What makes effective ratio worksheets for secondary students?
Effective ratio worksheets build systematically from concrete sharing situations to abstract algebraic manipulation, aligning with National Curriculum expectations for proportional reasoning. They include varied question types covering simplification, equivalent ratios, and multi-step problems that mirror GCSE assessment objectives.
Teachers notice students often confuse ratio notation with fraction operations, particularly when simplifying ratios containing decimals. Quality worksheets address this by presenting ratios in multiple formats and requiring students to express answers in lowest terms, reinforcing the fundamental difference between ratio relationships and fractional parts.
Which year groups should use ratio worksheets and how does complexity progress?
Ratio concepts begin in Year 7 with simple sharing problems and progress through to complex proportion calculations in Years 10 and 11. The progression moves from whole number ratios like 2:3 to mixed number and decimal ratios, then to algebraic ratio problems involving unknowns.
Key Stage 3 students typically work with ratios in familiar contexts like mixing paints or sharing sweets, whilst Key Stage 4 students tackle abstract problems involving inverse proportion and compound ratios. Teachers report that the transition from arithmetic to algebraic thinking around ratios often occurs during Year 9, making this a critical point for targeted practice.

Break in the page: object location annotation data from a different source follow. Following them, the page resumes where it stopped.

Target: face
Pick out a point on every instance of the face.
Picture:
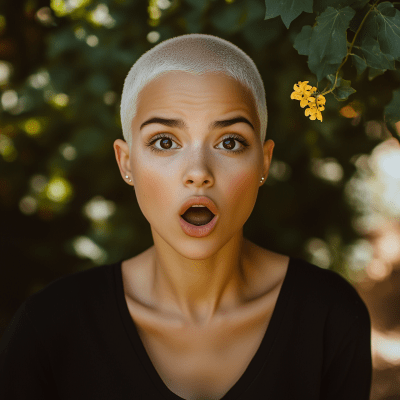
(193, 157)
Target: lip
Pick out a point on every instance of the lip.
(203, 200)
(198, 231)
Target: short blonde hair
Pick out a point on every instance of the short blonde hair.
(195, 53)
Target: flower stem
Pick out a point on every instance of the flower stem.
(351, 47)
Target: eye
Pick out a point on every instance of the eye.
(165, 141)
(231, 143)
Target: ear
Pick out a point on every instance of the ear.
(268, 149)
(121, 150)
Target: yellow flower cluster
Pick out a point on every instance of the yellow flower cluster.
(305, 93)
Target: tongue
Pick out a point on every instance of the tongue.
(198, 215)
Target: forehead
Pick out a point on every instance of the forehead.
(212, 89)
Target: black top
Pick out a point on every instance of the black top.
(75, 340)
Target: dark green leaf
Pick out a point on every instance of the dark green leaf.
(328, 39)
(302, 41)
(287, 9)
(374, 56)
(373, 73)
(331, 78)
(388, 20)
(321, 5)
(321, 68)
(359, 63)
(344, 91)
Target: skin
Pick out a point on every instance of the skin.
(195, 279)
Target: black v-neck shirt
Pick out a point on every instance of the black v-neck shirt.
(75, 340)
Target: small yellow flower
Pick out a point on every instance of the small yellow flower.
(305, 93)
(314, 113)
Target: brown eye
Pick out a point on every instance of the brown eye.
(231, 143)
(166, 143)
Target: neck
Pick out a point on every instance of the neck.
(203, 286)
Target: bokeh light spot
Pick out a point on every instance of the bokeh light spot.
(58, 189)
(28, 205)
(32, 127)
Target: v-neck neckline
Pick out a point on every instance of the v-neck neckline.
(256, 363)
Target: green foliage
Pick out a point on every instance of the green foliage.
(375, 45)
(287, 9)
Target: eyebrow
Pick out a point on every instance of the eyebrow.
(179, 123)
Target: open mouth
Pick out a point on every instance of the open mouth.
(198, 215)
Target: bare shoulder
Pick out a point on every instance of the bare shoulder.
(266, 269)
(136, 277)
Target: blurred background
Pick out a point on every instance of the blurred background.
(332, 196)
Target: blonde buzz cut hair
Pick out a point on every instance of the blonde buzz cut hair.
(195, 53)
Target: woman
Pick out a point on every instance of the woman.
(204, 313)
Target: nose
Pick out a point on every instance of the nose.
(198, 173)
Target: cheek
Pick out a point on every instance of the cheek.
(242, 188)
(154, 189)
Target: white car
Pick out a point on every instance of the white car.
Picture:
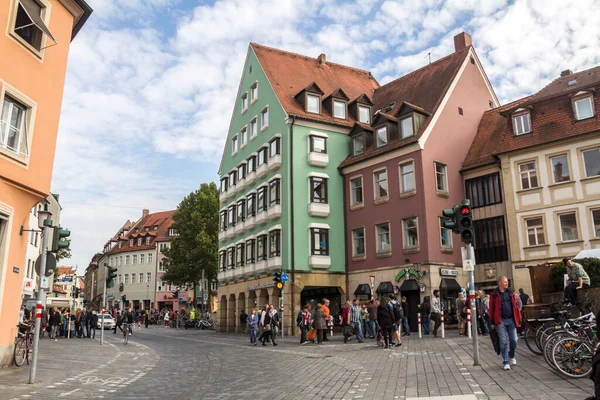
(109, 322)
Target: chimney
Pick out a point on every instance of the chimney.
(462, 41)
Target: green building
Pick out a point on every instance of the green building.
(281, 196)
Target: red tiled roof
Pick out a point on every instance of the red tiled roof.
(290, 73)
(423, 88)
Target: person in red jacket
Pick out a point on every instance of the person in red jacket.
(505, 318)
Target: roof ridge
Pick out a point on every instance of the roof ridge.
(310, 58)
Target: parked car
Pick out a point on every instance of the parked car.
(109, 322)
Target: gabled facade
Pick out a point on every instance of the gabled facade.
(403, 171)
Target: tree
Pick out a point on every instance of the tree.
(195, 248)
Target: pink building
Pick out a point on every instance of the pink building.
(404, 170)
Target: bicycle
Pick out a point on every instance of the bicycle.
(23, 344)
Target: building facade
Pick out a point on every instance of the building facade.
(32, 73)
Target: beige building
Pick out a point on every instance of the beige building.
(547, 147)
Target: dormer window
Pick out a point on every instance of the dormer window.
(381, 136)
(313, 103)
(584, 108)
(522, 123)
(364, 114)
(358, 145)
(339, 109)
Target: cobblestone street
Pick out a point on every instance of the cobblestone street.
(163, 363)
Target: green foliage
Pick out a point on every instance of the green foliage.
(196, 246)
(591, 265)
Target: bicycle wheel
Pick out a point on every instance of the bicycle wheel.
(20, 353)
(573, 357)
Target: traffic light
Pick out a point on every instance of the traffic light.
(466, 224)
(110, 277)
(57, 239)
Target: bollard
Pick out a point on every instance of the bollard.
(443, 332)
(469, 321)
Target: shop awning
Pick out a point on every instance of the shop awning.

How do students develop skills in sharing quantities using ratios?
Sharing in a ratio requires students to understand that ratios represent relative quantities rather than absolute amounts, a concept many find challenging initially. Worksheets typically progress from two-part ratios with small whole numbers to three-part ratios involving larger quantities and mixed numbers.
Teachers observe that students frequently add ratio parts incorrectly or confuse the total with individual shares. Effective practice includes problems where students must first find the total number of parts before calculating individual amounts, such as dividing £120 in the ratio 2:3:5, where students must recognise that 2+3+5=10 parts total.
How can teachers use ratio worksheets to address common misconceptions?
Teachers find that structured worksheet practice helps identify and correct persistent ratio misconceptions, particularly the tendency to treat ratios as fractions or to add rather than multiply when scaling. Regular diagnostic use reveals whether students understand ratio as a multiplicative relationship.
Classroom experience shows that mixing procedural practice with contextual problems improves retention significantly. Teachers often use worksheets diagnostically at lesson starts, then return to specific question types where errors clustered, ensuring misconceptions don't become embedded before GCSE preparation begins.